前二列は、固定式だったが、後二列の三人掛けシートは、折り畳むことにより、車内でのブリーフィングも可能となった。操作端末は、天井から可動式アームにぶら下がっている為、シートを折り畳んでも端末を操作することに支障は無かった。

今は、ブリーフィングを行う為、後席のシートは床へ畳み込まれ、司令部要員と中隊長が集まっていた。


夜明け前に起こされたばかりの鹿賀山も状況を知らない。このブリーフィングを聞き逃すことは、大隊の生死に関わる。言葉の裏も読むつもりで参加していた。もっとも菱村がそんな回りくどい事をする性格ではないと理解していたが、総司令部はそうではないのだ。

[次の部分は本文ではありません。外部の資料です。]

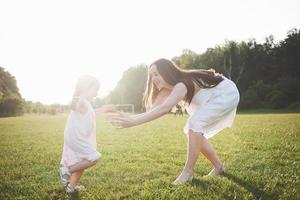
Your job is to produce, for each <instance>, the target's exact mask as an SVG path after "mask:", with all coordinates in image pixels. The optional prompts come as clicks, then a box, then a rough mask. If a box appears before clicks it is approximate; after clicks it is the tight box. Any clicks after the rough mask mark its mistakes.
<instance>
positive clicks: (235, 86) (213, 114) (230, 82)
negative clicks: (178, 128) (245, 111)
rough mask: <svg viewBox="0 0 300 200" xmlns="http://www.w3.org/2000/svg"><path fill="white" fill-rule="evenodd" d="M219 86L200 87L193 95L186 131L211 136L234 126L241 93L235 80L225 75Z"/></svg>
mask: <svg viewBox="0 0 300 200" xmlns="http://www.w3.org/2000/svg"><path fill="white" fill-rule="evenodd" d="M223 78H224V80H222V81H221V82H220V83H219V84H218V85H217V86H215V87H213V88H203V89H200V90H199V91H198V92H197V93H196V94H195V95H194V97H193V99H192V101H191V103H190V105H189V106H188V107H187V109H186V110H187V112H188V114H189V115H190V116H189V118H188V120H187V122H186V124H185V126H184V133H185V134H188V132H189V130H192V131H194V132H196V133H199V134H203V135H204V137H206V138H210V137H212V136H214V135H215V134H217V133H218V132H220V131H221V130H223V129H224V128H229V127H231V126H232V124H233V121H234V118H235V115H236V109H237V106H238V103H239V99H240V95H239V91H238V89H237V87H236V85H235V83H234V82H232V81H231V80H229V79H227V78H226V77H223Z"/></svg>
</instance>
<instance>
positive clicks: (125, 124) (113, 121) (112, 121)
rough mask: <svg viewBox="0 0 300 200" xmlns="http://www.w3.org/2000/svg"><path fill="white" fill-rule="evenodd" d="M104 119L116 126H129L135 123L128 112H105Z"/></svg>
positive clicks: (130, 126)
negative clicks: (110, 112) (107, 112)
mask: <svg viewBox="0 0 300 200" xmlns="http://www.w3.org/2000/svg"><path fill="white" fill-rule="evenodd" d="M106 119H107V121H109V122H110V123H111V125H112V126H114V127H116V128H129V127H132V126H134V125H135V121H134V119H133V118H132V117H131V116H130V115H129V114H128V113H123V112H114V113H107V114H106Z"/></svg>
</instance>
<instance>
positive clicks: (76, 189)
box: [75, 185, 86, 192]
mask: <svg viewBox="0 0 300 200" xmlns="http://www.w3.org/2000/svg"><path fill="white" fill-rule="evenodd" d="M75 190H76V191H78V192H79V191H85V190H86V188H85V187H84V186H83V185H76V186H75Z"/></svg>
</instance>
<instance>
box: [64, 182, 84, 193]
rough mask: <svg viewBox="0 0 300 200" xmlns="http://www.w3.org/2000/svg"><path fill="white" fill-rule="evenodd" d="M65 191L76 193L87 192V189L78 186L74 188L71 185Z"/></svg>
mask: <svg viewBox="0 0 300 200" xmlns="http://www.w3.org/2000/svg"><path fill="white" fill-rule="evenodd" d="M65 190H66V192H67V193H74V192H79V191H85V190H86V189H85V187H84V186H83V185H76V186H75V187H73V186H71V185H70V184H68V185H67V187H66V188H65Z"/></svg>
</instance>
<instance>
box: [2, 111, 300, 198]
mask: <svg viewBox="0 0 300 200" xmlns="http://www.w3.org/2000/svg"><path fill="white" fill-rule="evenodd" d="M66 117H67V116H66V115H56V116H49V115H25V116H22V117H15V118H14V117H11V118H0V158H1V159H0V199H1V200H2V199H5V200H11V199H26V200H27V199H69V196H67V195H66V194H64V193H63V191H62V190H61V186H60V183H59V177H58V168H59V162H60V158H61V151H62V145H63V130H64V125H65V121H66ZM186 117H187V116H183V117H179V116H173V115H167V116H164V117H163V118H161V119H158V120H156V121H153V122H150V123H147V124H144V125H141V126H139V127H134V128H130V129H122V130H117V129H114V128H112V127H110V126H109V125H108V124H106V123H104V121H103V120H102V119H101V118H99V119H98V121H97V126H98V127H97V141H98V150H99V151H100V152H101V153H102V157H101V159H100V161H99V162H98V164H97V165H96V166H94V167H92V168H90V169H88V170H87V171H86V172H85V174H84V175H83V177H82V180H81V184H82V185H84V186H85V187H86V188H87V190H86V191H83V192H81V193H80V194H79V195H80V199H89V200H90V199H180V200H181V199H189V200H190V199H209V200H211V199H238V200H240V199H289V200H291V199H300V190H299V188H300V180H299V176H300V162H299V161H300V114H295V113H294V114H291V113H289V114H283V113H281V114H276V113H272V114H246V113H243V114H239V115H237V118H236V121H235V124H234V126H233V128H231V129H226V130H224V131H222V132H221V133H219V134H218V135H216V136H215V137H213V138H212V139H210V141H211V142H212V143H213V144H214V146H215V148H216V150H217V152H218V154H219V157H220V158H221V160H222V161H223V162H225V167H226V168H227V172H226V174H225V175H224V176H221V177H204V175H206V174H207V173H208V172H209V171H210V169H211V166H210V164H209V162H208V161H207V160H206V159H204V158H203V156H200V158H199V160H198V162H197V164H196V167H195V176H194V179H193V181H192V182H190V183H187V184H183V185H179V186H173V185H172V184H171V182H172V181H173V180H174V179H175V178H176V177H177V175H178V174H179V173H180V172H181V170H182V168H183V166H184V162H185V159H186V141H187V139H186V136H185V135H184V134H183V131H182V128H183V126H184V123H185V120H186Z"/></svg>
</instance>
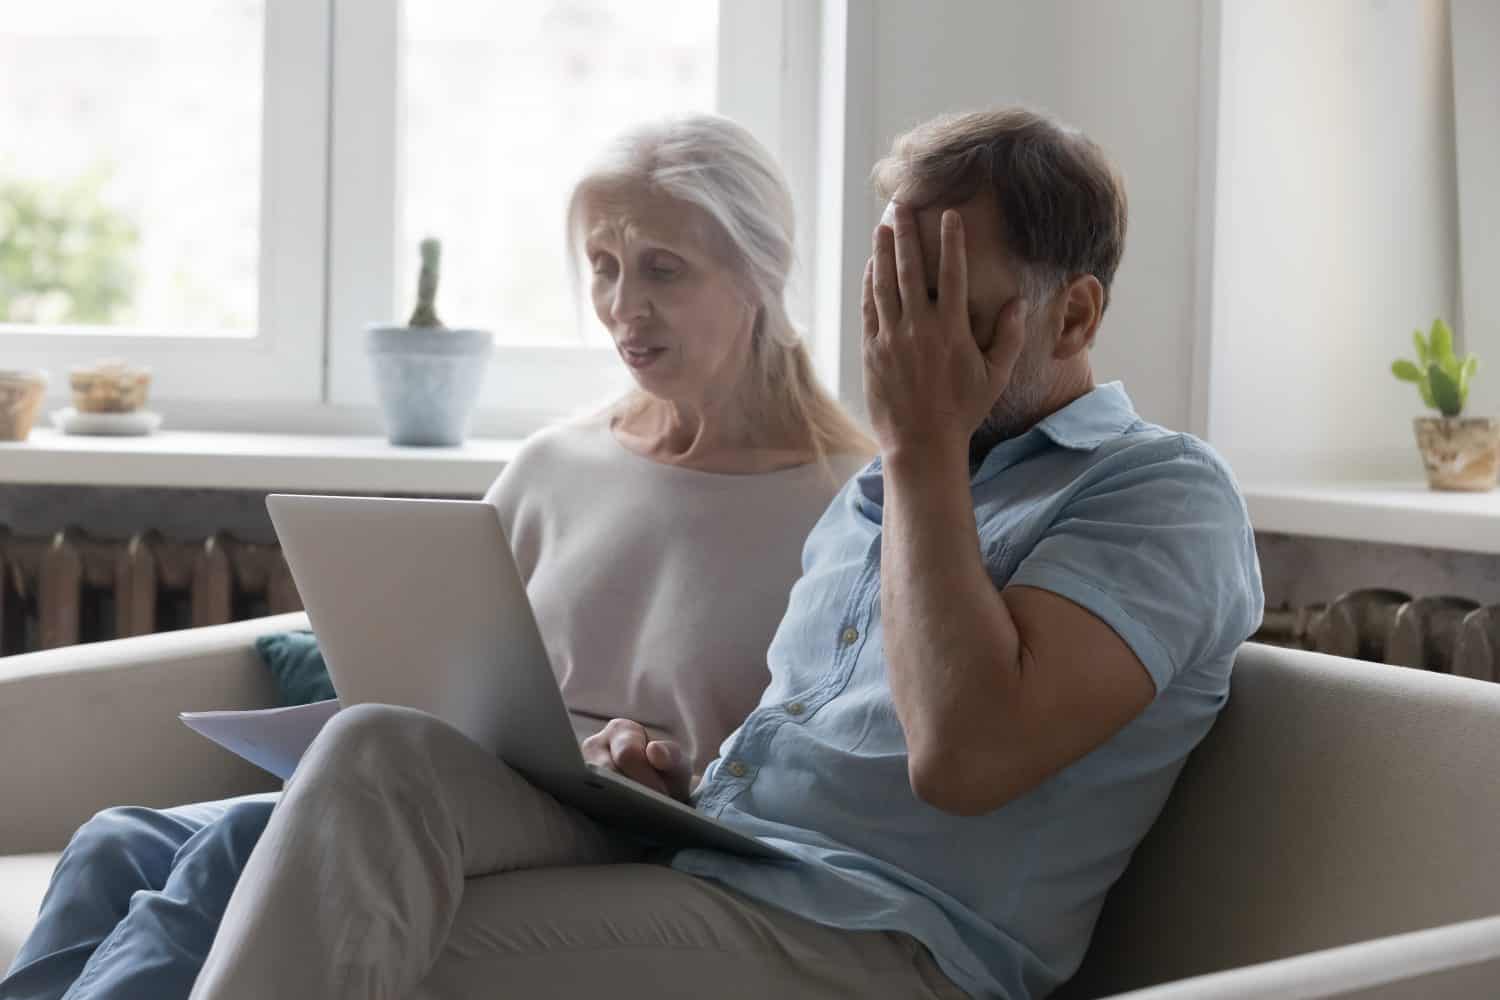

「さてと、今回の〇三〇一一五作戦は、OSK捜索が主任務だ。OSKを発見するまでの仕事だが、ちょいと事情が変わちまってな。その支援作戦を行うんだが…。副長、あとは頼む。」

菱村は説明が面倒になったのだろうか。頬の傷跡をなぞりながら、副長に後を任せた。

「では、本官が説明する。〇三〇一一五作戦の為、前哨基地として、三キロ先にSW二〇基地が建設されている。そこには捜索任務に就く第五歩兵大隊が配属され、工兵隊が拡張工事を続けている。」

副長が端末を操作すると基地の見取り図がディスプレーに表示された。

「この道路は、北門に接続し、基地内部に入れる。一方、南門は封鎖されている。周囲はフェンスで囲まれているだけで、基地内への突入は容易だ。

地理的説明は、この辺りでいいだろう。

昨晩、総司令部と第五大隊が音信不通になったとのことだ。

駐留しているのは、第五大隊のみ。工兵隊は通いの為、基地には居ない。その他の状況は、全て不明だ。

我々は基地に侵入し、状況を確認する。その結果次第で、次の作戦が決定される。つまり、偵察作戦だ。

偵察は、第二中隊に一任。方法も任せる。他の隊は、この場で待機。第二中隊から支援要請があれば即応する。以上だ。

質問を許可する。」

副長が居並ぶ士官達を見渡した。


第二中隊隊長が手を上げた。

「偵察方法は、隠密性重視でしょうか。」

「内部に生存者がいる可能性は有る。隠密性が保てるのであれば、それに越したことは無い。」

「つまり、状況によっては強行偵察でも良い訳ですね。」

「現場の判断に一任する。全ての責任は、大隊長が持たれる。」

「了解です。

では、次に生存者を発見した場合、即座に保護もしくは回収でしょうか。それとも。」

「第二中隊に損害が出ないことが前提条件だ。任務遂行に支障が出ないのであれば、吸収して戦力化しても構わない。任務遂行の邪魔になるのであれば、大隊司令部に報告を上げるだけで良い。適当にやれ。」

「全て現場にて、適時判断に任せるということですか。了解です。第二中隊としては助かります。」

そう言うと第二中隊隊長は敬礼をした。聞きたいことは無いという意思表示だった。

「他に質問は有るか。」

副官が士官達を見回した。

他の者達が挙手をし、質疑応答が続けられるが有益な質問や情報は無かった。

鹿賀山に聞くべきことは無く、静かに自分達が置かれている状況を判断し、何を為すべきか考えていた。